- Court: Special High Court, Pretoria
- Decided: March 29, 1961
- Verdict: Not guilty (All defendants acquitted)
- Citations: 1959 (1) SA 646 (A); 1959 (3) SA 753 (A)

Court membership
- Judges sitting: Justice F.L.H. Rumpff, Justice A.A. Kennedy, Justice J.F. Ludorf

Keywords
- Treason Trial, Apartheid, Freedom Charter, High treason

= R v Adams (South Africa) =

South African court case

In R v Adams & Others, an important case in South African criminal procedure, the accused appeared on a charge of high treason.

The conspiracy alleged in a part of the charge was an implied agreement and the 'concert and common purpose' alleged in another part of the charge was also an implied agreement, both being sought to be inferred from the same facts.

The accused made an application for further particulars construing the terms of the agreement and furnishing details as to when or how, for example, steps were to be taken and by whom, for the achievement of the matters contemplated under various subparagraphs of the charge.

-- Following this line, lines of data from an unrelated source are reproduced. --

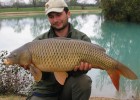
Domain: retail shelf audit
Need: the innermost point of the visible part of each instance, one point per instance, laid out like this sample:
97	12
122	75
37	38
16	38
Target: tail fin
126	72
120	70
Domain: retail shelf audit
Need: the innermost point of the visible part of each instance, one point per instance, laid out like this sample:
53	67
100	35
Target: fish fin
115	77
37	74
126	72
61	77
99	47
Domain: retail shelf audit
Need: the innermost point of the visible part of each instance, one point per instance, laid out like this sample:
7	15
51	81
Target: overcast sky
80	1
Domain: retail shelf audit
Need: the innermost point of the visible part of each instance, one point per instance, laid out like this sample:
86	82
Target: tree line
41	3
121	10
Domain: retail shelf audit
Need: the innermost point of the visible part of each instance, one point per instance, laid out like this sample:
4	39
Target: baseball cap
55	6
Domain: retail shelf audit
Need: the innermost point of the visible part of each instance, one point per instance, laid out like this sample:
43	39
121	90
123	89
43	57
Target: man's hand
84	66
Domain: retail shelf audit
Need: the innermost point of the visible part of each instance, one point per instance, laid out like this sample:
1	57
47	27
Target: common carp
62	55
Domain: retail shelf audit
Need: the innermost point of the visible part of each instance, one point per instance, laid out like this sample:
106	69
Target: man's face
58	20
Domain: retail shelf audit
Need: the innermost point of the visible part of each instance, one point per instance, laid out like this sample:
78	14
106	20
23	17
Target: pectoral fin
61	77
37	74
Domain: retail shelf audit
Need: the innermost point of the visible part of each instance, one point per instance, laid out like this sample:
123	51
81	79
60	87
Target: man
78	84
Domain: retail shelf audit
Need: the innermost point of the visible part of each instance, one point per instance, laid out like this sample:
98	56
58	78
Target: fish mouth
6	62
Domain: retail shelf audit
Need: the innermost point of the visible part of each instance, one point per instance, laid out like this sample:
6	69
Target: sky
80	1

The court held that where there is a large number of accused and the record of the preparatory examinations is voluminous a wide reference in a charge to the record of the preparatory examination, not being limited in any way to the summary of facts, is wholly inadequate; and so is a reference to hundreds of speeches and thousands of documents, in which case the Crown will be ordered to indicate on which speech or document it seeks to rely in respect of each accused, where the Crown has the information which it refuses to give and such is necessary in order fairly to inform each accused what the case against him is.

Furthermore, the use of the particle 'and/or' in a charge may increase the need for further particulars but it is not necessarily embarrassing.